The standard form of linear equations can be written in three forms i.e. in one variable, two variables, and three variables. It is also called a general form of linear equation.

1. In one variable: px + q = 0, where p and q ≠ 0 and integer. x is a variable.
2. In two variables: px + qy = r, where p, q, and r ≠ 0 and are integers. x and y are variables.
3. In three variables:  px + qy + rz =  s, where p, q, r, and s ≠ 0 and are integers. x, y, and z are variables.

Rules for Standard Form of Linear Equations:

• Must have the form Px + Qy = R
• P, Q, and R must be integers
• P cannot be negative
• P, Q, and R should have no common factors other than 1

Point Slope Form of a Linear Equation:

A straight line equation is formed by considering the points in the x-y plane, such that: y – y1 = m(x – x1) is a point-slope form of a linear equation.

In this equation, x1 and y1 are the coordinates of the point and m is the slope of the line.

Slope-Intercept Form of a Linear Equation:

It is the most common form of a linear equation that is represented as 

y = mx + c, where

m is the slope of the line,

c is the y-intercept

y and x are the variables of the y-axis and x-axis, respectively.

For example, y = 3x + 7:

slope, m = 3 and intercept = 7

If a straight line is parallel to the x-axis, then the x-coordinate will be equal to zero.
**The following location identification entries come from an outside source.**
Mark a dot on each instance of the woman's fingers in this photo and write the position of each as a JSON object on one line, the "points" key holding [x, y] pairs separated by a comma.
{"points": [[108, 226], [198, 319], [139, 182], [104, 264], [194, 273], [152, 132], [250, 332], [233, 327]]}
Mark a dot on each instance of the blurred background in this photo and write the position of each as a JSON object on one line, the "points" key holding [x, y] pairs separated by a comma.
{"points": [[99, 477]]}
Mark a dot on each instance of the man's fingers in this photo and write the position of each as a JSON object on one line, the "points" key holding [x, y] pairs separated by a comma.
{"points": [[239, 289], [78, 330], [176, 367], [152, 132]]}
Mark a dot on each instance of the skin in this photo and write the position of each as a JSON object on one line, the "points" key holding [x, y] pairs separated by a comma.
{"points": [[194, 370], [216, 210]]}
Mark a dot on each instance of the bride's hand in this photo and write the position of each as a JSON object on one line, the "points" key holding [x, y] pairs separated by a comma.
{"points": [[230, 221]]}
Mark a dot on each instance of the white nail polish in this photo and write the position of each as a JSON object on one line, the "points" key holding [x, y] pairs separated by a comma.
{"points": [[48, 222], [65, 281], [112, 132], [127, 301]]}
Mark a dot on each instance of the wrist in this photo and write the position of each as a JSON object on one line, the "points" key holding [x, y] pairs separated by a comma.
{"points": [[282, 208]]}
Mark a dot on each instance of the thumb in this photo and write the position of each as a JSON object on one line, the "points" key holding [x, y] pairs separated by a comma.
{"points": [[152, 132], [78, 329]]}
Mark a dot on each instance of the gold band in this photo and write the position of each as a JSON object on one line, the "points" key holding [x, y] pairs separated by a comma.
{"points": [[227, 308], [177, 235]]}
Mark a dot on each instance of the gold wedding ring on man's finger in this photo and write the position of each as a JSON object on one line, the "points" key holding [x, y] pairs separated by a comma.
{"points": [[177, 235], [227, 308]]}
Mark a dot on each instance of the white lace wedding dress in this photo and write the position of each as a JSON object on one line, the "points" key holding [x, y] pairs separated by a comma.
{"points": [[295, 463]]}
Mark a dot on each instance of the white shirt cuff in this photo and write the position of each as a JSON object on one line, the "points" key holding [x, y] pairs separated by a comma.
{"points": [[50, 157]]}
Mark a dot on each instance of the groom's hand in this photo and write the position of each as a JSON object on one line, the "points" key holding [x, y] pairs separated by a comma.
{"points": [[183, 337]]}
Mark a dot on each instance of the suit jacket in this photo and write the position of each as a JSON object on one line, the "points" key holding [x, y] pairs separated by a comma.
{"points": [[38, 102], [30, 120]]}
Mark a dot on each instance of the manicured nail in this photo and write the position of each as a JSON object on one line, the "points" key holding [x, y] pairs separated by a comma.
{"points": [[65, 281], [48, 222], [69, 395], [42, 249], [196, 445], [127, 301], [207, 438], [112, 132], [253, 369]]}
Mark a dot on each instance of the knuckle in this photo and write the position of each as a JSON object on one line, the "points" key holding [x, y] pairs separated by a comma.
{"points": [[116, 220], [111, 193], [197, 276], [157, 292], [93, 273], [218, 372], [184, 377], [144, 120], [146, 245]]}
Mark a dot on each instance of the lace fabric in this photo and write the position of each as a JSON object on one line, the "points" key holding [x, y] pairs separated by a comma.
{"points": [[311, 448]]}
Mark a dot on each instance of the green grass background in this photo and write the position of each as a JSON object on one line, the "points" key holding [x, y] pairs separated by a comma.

Therefore,

y = c

If the line is parallel to the y-axis then the y-coordinate will be zero.

mx + c = 0

x = -c/m

Linear Equation in One Variable:

Linear equations in one variable are the equations where there is only one variable and which exponent value is 1.
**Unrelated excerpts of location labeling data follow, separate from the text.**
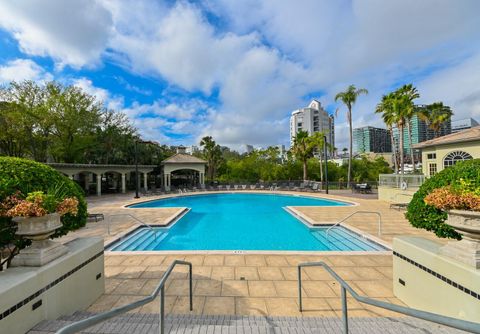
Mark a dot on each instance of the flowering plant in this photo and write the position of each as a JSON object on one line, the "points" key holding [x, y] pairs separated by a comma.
{"points": [[462, 196], [37, 204]]}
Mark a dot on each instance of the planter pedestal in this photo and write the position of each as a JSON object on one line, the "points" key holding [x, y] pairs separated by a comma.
{"points": [[467, 250], [39, 254], [42, 250]]}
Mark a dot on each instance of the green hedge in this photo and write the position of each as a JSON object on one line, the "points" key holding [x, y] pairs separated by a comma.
{"points": [[26, 176], [430, 218]]}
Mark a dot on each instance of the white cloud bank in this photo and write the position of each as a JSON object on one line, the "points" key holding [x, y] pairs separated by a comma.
{"points": [[262, 57]]}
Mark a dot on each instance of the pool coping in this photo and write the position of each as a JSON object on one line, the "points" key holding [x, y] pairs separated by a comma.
{"points": [[266, 192], [174, 218]]}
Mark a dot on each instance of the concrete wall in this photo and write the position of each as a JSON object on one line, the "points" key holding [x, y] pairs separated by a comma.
{"points": [[68, 284], [425, 280]]}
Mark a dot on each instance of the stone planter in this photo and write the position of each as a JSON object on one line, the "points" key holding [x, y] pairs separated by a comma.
{"points": [[42, 250], [467, 250]]}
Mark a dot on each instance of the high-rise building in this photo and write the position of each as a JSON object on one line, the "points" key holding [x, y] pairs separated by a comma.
{"points": [[463, 124], [312, 119], [420, 132], [369, 139]]}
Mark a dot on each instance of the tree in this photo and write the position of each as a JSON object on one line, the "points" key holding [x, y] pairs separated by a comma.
{"points": [[212, 153], [435, 115], [349, 97], [303, 150], [389, 116]]}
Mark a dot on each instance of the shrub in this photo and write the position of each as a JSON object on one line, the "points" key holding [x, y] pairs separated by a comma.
{"points": [[429, 217], [25, 176]]}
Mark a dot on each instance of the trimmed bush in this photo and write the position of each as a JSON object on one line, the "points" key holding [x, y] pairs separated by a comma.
{"points": [[26, 176], [430, 218]]}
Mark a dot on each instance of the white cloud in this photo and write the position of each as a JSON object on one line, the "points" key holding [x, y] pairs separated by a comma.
{"points": [[261, 58], [73, 33], [23, 69]]}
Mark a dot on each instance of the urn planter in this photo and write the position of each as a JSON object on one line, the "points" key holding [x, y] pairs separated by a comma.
{"points": [[467, 250], [38, 230]]}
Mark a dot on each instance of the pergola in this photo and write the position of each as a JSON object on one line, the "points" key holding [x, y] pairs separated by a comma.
{"points": [[182, 161], [74, 170]]}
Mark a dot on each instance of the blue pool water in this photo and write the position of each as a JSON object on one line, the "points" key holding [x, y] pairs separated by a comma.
{"points": [[242, 222]]}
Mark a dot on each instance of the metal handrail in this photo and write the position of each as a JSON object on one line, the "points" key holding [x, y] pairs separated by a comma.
{"points": [[96, 319], [439, 319], [354, 213], [131, 216]]}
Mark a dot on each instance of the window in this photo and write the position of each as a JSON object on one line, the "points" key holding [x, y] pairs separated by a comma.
{"points": [[453, 157]]}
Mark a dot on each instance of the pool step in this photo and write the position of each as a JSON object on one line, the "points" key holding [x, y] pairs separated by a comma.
{"points": [[129, 240]]}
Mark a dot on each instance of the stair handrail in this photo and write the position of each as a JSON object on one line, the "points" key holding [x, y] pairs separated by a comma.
{"points": [[428, 316], [353, 214], [150, 227], [98, 318]]}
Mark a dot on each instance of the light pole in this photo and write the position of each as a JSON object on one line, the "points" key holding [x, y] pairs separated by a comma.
{"points": [[137, 179], [326, 163]]}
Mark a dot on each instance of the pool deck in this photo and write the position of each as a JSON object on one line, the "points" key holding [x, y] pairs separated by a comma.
{"points": [[249, 284]]}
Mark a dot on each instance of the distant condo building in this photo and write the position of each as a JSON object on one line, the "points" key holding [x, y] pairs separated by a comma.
{"points": [[420, 133], [463, 124], [312, 119], [369, 139]]}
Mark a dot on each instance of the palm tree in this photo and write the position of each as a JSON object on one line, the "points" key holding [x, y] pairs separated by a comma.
{"points": [[212, 153], [409, 93], [303, 149], [435, 115], [349, 97], [390, 118]]}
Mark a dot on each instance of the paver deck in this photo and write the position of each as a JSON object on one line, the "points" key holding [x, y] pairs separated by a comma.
{"points": [[182, 324]]}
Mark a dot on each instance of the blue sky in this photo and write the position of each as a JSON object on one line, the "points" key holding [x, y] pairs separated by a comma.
{"points": [[236, 69]]}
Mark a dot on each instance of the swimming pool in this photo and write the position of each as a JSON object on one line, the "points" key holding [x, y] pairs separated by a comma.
{"points": [[241, 221]]}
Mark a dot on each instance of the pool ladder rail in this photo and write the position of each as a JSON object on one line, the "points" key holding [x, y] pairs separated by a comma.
{"points": [[353, 214], [150, 227], [468, 326]]}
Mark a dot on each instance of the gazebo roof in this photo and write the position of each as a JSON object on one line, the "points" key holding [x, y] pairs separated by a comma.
{"points": [[181, 158]]}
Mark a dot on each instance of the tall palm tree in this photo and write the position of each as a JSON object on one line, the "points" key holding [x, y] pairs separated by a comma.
{"points": [[349, 97], [212, 154], [385, 107], [408, 93], [435, 115], [303, 149]]}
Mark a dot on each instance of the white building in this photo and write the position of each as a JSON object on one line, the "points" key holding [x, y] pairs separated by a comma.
{"points": [[312, 119], [463, 124]]}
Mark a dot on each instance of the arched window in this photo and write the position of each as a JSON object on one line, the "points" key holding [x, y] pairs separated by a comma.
{"points": [[453, 157]]}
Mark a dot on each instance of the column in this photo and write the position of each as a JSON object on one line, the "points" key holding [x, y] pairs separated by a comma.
{"points": [[99, 184], [124, 183]]}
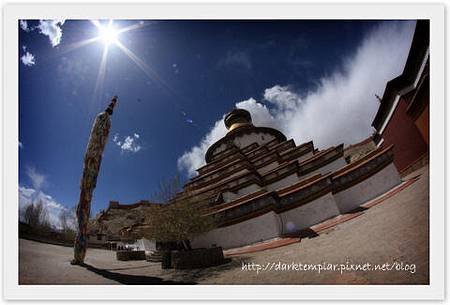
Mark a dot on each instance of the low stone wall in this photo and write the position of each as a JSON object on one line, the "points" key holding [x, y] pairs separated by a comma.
{"points": [[197, 258], [368, 189], [309, 214], [247, 232], [130, 255]]}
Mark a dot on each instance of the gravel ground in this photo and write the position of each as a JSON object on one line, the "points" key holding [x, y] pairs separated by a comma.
{"points": [[395, 231]]}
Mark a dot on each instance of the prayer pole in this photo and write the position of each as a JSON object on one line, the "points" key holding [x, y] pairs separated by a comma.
{"points": [[92, 160]]}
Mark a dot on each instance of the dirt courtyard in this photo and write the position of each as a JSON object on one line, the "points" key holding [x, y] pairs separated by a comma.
{"points": [[394, 232]]}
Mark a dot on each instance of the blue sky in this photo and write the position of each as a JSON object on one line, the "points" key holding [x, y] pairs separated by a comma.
{"points": [[310, 79]]}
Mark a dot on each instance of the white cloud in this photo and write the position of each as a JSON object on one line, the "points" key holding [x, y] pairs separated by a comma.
{"points": [[37, 180], [339, 110], [129, 143], [52, 29], [24, 25], [29, 196], [28, 59]]}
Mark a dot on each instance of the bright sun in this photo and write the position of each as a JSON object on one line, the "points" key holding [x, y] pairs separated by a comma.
{"points": [[108, 34]]}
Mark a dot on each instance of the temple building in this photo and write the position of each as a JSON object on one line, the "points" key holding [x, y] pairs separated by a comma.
{"points": [[259, 185], [402, 119]]}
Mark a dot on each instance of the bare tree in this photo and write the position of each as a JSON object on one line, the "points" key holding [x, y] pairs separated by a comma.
{"points": [[167, 189], [36, 215], [67, 223], [176, 221]]}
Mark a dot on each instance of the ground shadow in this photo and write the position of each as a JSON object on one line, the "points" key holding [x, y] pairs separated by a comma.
{"points": [[204, 273], [133, 279]]}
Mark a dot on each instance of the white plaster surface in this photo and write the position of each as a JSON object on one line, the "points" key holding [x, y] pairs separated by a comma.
{"points": [[229, 196], [305, 156], [309, 214], [368, 189], [268, 167], [254, 230], [286, 181], [259, 137]]}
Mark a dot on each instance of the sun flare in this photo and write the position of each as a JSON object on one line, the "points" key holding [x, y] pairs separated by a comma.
{"points": [[108, 34]]}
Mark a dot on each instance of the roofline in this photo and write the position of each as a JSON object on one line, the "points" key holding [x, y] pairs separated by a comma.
{"points": [[239, 131]]}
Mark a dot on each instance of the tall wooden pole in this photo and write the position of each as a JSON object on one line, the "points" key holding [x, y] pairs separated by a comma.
{"points": [[92, 160]]}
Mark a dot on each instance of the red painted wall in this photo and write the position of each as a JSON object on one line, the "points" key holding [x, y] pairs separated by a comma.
{"points": [[408, 142]]}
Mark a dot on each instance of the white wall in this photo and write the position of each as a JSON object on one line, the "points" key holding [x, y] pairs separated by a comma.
{"points": [[309, 214], [286, 181], [305, 156], [229, 196], [254, 230], [268, 167], [258, 137], [368, 189], [327, 168]]}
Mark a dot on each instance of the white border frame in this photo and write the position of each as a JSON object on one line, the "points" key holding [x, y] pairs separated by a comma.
{"points": [[13, 12]]}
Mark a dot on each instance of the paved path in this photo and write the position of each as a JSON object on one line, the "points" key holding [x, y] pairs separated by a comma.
{"points": [[394, 231]]}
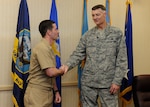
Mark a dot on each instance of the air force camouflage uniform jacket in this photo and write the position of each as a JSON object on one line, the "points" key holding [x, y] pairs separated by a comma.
{"points": [[106, 57]]}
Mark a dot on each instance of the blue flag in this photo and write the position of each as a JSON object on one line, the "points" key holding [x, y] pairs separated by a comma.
{"points": [[21, 55], [84, 29], [126, 88], [56, 48], [108, 11]]}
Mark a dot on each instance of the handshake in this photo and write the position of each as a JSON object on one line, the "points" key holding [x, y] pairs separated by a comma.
{"points": [[63, 69]]}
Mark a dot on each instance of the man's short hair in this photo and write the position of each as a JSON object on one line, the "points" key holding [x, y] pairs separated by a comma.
{"points": [[99, 6], [44, 26]]}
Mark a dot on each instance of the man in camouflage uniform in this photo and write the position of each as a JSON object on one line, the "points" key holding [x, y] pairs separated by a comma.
{"points": [[106, 61]]}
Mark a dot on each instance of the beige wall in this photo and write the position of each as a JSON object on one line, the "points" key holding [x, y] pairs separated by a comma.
{"points": [[70, 22]]}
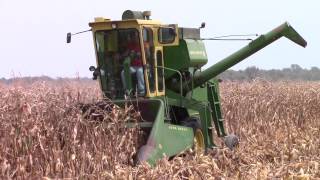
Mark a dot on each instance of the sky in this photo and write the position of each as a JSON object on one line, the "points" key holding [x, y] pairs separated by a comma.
{"points": [[33, 32]]}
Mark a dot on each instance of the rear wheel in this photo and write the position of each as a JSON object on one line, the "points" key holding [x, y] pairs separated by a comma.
{"points": [[198, 140]]}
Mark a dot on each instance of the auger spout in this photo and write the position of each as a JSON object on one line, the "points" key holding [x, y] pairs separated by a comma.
{"points": [[262, 41]]}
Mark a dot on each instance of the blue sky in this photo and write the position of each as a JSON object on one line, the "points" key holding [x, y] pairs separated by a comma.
{"points": [[33, 32]]}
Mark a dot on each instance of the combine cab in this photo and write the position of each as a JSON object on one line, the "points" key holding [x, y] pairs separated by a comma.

Steps to solve a linear equation:

1. The first step is to simplify each side if required.
2. The next step is to use addition or subtraction properties to move the variable term to one side and all other terms to the other side.
3. The next step is to use multiplication or division in a linear equation
4. The last step is to check your solution.

Now, let’s solve an example following the above-mentioned steps.
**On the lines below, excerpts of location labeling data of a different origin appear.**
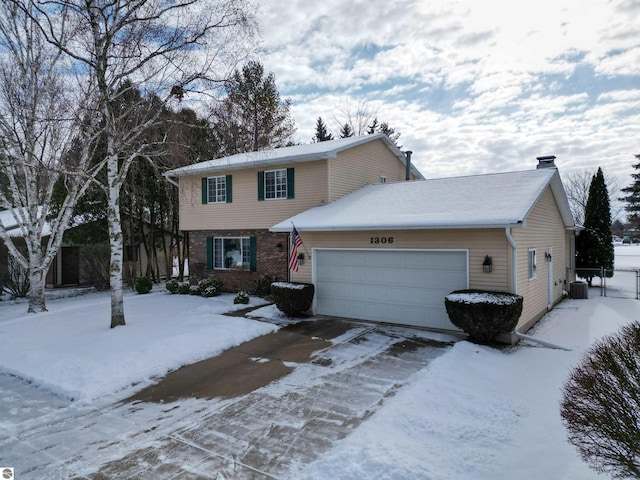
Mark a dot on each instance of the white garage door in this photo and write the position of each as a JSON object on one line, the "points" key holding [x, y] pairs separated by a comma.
{"points": [[395, 286]]}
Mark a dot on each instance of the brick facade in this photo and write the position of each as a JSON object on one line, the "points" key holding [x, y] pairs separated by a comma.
{"points": [[269, 261]]}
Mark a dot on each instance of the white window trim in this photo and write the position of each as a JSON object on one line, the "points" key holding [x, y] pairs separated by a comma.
{"points": [[218, 179], [532, 261], [243, 254], [282, 192]]}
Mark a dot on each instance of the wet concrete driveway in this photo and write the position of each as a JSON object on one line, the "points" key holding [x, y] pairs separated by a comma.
{"points": [[262, 410]]}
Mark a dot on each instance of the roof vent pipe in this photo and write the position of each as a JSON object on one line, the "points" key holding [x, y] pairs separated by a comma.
{"points": [[407, 155], [546, 162]]}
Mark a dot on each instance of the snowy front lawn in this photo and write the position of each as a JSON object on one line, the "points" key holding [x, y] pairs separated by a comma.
{"points": [[71, 350], [473, 413]]}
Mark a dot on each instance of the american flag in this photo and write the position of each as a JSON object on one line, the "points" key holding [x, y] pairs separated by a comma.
{"points": [[296, 241]]}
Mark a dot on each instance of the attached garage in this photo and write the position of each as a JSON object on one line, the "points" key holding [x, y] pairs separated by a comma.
{"points": [[394, 286]]}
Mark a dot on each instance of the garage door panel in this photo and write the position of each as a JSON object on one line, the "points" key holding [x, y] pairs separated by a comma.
{"points": [[395, 286]]}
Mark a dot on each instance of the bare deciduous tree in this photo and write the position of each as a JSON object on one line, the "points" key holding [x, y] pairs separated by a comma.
{"points": [[156, 47], [40, 131]]}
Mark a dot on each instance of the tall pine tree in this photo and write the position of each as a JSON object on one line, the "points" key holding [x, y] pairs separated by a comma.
{"points": [[252, 116], [346, 131], [633, 197], [322, 135], [594, 249]]}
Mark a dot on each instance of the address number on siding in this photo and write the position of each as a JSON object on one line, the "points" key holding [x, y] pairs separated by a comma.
{"points": [[383, 240]]}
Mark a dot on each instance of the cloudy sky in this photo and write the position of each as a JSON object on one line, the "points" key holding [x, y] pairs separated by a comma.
{"points": [[473, 86]]}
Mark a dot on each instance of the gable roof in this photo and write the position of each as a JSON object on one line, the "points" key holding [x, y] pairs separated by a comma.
{"points": [[478, 201], [287, 155]]}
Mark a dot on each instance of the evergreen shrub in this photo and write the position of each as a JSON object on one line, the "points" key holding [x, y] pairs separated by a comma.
{"points": [[172, 286], [210, 287], [293, 299], [482, 314], [241, 298], [143, 285]]}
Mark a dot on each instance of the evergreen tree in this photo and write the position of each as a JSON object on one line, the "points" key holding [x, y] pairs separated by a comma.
{"points": [[252, 116], [632, 198], [346, 131], [322, 135], [594, 249]]}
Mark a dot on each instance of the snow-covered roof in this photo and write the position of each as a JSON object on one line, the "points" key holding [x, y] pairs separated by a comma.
{"points": [[287, 155], [13, 228], [478, 201]]}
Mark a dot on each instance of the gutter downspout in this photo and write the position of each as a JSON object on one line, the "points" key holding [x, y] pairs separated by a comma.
{"points": [[171, 181], [514, 282], [407, 155]]}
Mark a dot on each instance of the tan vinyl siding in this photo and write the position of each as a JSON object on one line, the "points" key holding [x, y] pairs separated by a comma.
{"points": [[544, 228], [479, 243], [245, 211], [363, 165]]}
Example:  Solve 6x – 32 = 8 – 2x

Solution:

Linear equation: 6x – 32 = 8 – 2x

Step 1: transfer variables to the one side of the equation

  6x + 2x = 8 + 32

Step 2: solve by adding or subtracting:

6x + 2x = 8 + 32

8x = 40

Step 3: divide the equation with 8 into both sides

8x = 40

8x/8 = 40/8

x = 5

Step 4: verify the answer by putting the value of x in a linear equation:  

6x – 32 = 8 – 2x

6*5 – 32 = 8 – 2*5

30 – 32 = 8 – 10

-2 = -2

The left-hand side is equal to the right-hand side, hence the value of the x that we get solving the equation is correct.

Hints in Linear Equations:

• The value of the variable that generates a valid linear equation is named the solution or root of the linear equation
• The outcome of a linear equation is unchanged if the same number is subtracted, added, divided, or multiplied into both sides of the equation
• The graph of a linear equation in one or two variables constantly forms a straight line

Conclusion

An equation that has a variable with the highest degree of 1 is known as a linear equation. It has three forms: The Standard form of linear equation, Point-slope linear equation, and Slope-intercept linear equation. The standard form of the linear equation can be in one variable, two variables, and three variables but the exponent value of variables will always be 1.